March 2022

Data Selection and Purpose

  • Data set from Kaggle: Netflix Subscription Fee In Different Countries (Dec. 2021)
  • CSV file based on the data collected from https://www.comparitech.com/blog/vpn-privacy/countries-netflix-cost/
  • Purpose: Is there a correlation between Netflix’s basic, standard and premium monthly cost vs the total library content (movies + TV shows) per region?

Sorting Countries by Region and Filtering

For the purpose of this data analysis, a column was added to the data set called Continent, in order to categorize countries by their region.

netflix_df$Continent = countrycode(sourcevar = netflix_df[, "Country"],
                          origin = "country.name",
                          destination = "region23")

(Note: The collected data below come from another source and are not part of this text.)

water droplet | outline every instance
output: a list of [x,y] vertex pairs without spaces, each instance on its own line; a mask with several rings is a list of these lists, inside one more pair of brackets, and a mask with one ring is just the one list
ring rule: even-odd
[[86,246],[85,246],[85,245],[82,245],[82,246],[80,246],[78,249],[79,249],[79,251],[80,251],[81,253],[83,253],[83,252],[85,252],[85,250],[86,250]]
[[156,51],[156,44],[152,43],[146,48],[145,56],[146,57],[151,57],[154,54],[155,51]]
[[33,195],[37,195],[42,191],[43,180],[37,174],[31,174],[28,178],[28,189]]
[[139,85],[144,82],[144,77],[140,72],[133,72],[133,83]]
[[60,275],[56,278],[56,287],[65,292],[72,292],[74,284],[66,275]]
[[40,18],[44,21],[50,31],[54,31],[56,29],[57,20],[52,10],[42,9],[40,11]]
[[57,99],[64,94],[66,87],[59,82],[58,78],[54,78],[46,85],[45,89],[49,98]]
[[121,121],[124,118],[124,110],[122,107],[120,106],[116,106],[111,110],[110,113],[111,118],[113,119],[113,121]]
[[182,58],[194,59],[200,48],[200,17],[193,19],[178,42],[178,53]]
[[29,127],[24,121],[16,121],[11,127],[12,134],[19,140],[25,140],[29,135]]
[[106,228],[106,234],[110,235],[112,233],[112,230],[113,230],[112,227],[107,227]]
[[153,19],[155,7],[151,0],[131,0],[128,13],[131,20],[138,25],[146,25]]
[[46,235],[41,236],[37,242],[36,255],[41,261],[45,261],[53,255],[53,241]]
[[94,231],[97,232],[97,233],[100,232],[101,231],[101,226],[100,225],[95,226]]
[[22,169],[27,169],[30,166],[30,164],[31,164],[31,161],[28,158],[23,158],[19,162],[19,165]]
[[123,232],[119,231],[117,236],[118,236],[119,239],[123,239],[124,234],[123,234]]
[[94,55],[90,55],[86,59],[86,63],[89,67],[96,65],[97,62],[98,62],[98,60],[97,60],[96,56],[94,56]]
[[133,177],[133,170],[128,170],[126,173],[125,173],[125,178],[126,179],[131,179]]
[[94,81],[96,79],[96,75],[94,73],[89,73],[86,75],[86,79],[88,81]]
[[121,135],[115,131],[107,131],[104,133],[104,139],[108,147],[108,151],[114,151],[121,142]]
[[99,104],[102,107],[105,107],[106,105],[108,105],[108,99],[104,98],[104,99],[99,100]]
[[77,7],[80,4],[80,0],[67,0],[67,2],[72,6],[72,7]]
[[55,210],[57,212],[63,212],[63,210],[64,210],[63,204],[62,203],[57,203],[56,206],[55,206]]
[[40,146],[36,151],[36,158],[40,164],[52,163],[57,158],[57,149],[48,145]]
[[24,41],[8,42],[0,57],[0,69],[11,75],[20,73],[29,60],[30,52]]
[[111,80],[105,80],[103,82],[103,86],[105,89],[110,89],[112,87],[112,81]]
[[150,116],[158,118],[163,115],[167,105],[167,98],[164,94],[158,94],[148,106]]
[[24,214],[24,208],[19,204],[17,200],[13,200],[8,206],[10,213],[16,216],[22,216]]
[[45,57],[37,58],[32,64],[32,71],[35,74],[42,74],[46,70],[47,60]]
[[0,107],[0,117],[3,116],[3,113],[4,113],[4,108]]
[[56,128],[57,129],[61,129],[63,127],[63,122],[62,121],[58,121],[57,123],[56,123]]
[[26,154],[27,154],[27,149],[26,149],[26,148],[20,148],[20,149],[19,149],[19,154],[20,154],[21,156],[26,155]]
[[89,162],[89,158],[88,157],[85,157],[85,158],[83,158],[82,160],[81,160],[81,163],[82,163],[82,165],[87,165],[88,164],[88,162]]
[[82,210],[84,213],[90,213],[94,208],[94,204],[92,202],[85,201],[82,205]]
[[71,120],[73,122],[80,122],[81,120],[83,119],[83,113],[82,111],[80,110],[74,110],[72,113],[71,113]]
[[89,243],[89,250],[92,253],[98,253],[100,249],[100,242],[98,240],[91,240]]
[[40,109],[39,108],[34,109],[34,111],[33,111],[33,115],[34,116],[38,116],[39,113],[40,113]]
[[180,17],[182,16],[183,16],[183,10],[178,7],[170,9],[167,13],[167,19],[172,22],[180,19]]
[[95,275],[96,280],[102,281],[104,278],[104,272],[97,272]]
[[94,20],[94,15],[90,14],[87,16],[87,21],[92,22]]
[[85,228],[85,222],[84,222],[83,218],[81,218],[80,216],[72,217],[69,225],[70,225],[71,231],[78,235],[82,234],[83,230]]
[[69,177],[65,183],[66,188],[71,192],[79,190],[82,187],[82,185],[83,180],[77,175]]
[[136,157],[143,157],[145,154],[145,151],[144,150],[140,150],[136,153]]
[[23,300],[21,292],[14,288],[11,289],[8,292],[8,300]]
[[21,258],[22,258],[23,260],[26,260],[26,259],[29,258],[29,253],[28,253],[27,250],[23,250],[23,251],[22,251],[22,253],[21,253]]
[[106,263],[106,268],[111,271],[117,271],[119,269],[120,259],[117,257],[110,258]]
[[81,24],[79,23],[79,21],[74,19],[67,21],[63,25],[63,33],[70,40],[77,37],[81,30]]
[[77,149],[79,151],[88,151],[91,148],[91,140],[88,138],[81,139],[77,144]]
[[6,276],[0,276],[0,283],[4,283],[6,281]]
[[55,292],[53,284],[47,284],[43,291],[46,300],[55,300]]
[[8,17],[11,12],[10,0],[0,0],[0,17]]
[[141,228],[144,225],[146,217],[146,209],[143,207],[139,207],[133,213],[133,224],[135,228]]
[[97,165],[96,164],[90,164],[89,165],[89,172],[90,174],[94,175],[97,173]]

Code used to filter and summarize by region (ex. below is Australia & New Zealand):

netflix_AUS = netflix_df %>%
                group_by(Continent) %>%
                filter(Continent == "Australia and New Zealand") %>%
                summarise(avg_shows = round(sum(No._of_TV_Shows) / 2),
                avg_movies = round(sum(No._of_Movies) / 2)) %>% 
                dplyr::select(Continent, avg_shows, avg_movies)

Bar Plot

Statistics and Analysis for Bar Plot:

  • Highest Average # of Movies: 2,125 (Southern Asia)
  • Highest Average # of TV Shows: 4,068 (Eastern Europe, Northern America)
  • Lowest Average # of Movies: 1,350 (Southern Europe)
  • Lowest Average # of TV Shows: 3,076 (Southern Europe)
  • Highest Average Library Size (Movies + TV Shows): 6,098 (Australia and New Zealand)
  • Lowest Average Library Size: 4,426 (Southern Europe)

Scatter Plot

Pearson Correlation Test:

  • t = -0.4388, df = 63, p-value = 0.6623
  • alternative hypothesis: true correlation is not equal to 0
  • 95 percent confidence interval: -0.2951257 0.1912744
  • sample estimates: cor -0.05519988
  • The correlation coefficient between both variables is -0.05519988, which is close to 0. A coefficient of 0 means there is no linear correlation, but since our value is not 0 then it indicates there is possibly a very weak correlation between cost per month (standard) vs library content.
  • The corresponding p-value is 0.6623. Since this value is greater than .05, we have sufficient evidence to say that the correlation between the two variables is NOT statistically significant

Visual Analysis for Scatter Plot:

  • Scatter plot displays distribution of the monthly cost for the standard Netflix plan over the total content size based on region
  • Mode for monthly cost of standard subscription: $11.29 and $14.67 (8 country occurrences for each price)
  • Mean for monthly cost of standard subscription: $11.29
  • Median for monthly cost of standard subscription: $11.49
  • Outlier 1: Turkey (Western Asia), Monthly Cost: $3.00, Total Library Size: 4639
  • Outlier 2: Liechtenstein & Switzerland (Western Europe), Monthly Cost: $20.46, Total Library Size : 3048 and 5506 respectively

Statistics and Analysis for Scatter Plot (continued):

##        Continent Avg_Cost Avg_Library_Size
## 1 Western Europe    15.98             5185
##        Continent Avg_Cost Avg_Library_Size
## 1 Eastern Europe     10.8             5937
## [1] -0.05519988
## [1] -0.06287686
## [1] -0.07152106
  • No correlation between paying more per month for Netflix’s standard plan and receiving more library content and this was concluded by using corr function.

Pie Plots

Statistics and Analysis for Pie Plots:

  • Highest standard Netflix subscription plans: Switzerland and Liechtenstein ($20.46 per month)
  • Percent difference of TV shows & movies (Switzerland & Liechtenstein): 10.2%
  • Lowest standard Netflix subscription plan: Turkey ($3.00 per month)
  • By comparing Turkey’s proportion of content to Switzerland and Liechtenstein, Turkey’s percentage of TV shows and movies lies in between the percentages of Switzerland and Liechtenstein
  • Not a significant difference in content proportions between the lowest standard price subscriptions and highest
  • Netflix has more TV shows then movies in their library

3D Scatter Plot

Statistics and Analysis for 3D Scatter Plot:

  • Outliers were grouped in the following categories:
  • Good Deal: India (Basic = $2.64, Premium = $8.60, Library Size = 5,843)
  • Turkey (Basic = $1.97, Premium = $4.02, Library Size = 4,639)
  • Bad Deal: Liechtenstein (Basic = $12.88, Premium = $26.96, Library Size = 3,048)
  • San Marino (Basic = $9.03, Premium = $20.32, Library Size = 2,310)
  • Because of the occurring outliers, we can conclude that there is no relationship between Netflix’s basic and premium monthly plan vs total library size.

Conclusion:

Based on the correlation coefficient test conducted and by looking at the mean, median, mode and several outliers found in this data, we can conclude that there is no correlation between Netflix’s basic, standard and premium monthly cost vs the total library content (TV shows + movies) per region.

There could possibly be other factors that contribute to Netflix’s pricing vs total content per region. Factors such as economic status of each region/country, taxes, studio company negotiations, etc.would have to be taken into consideration to see how content available by region and pricing is affected.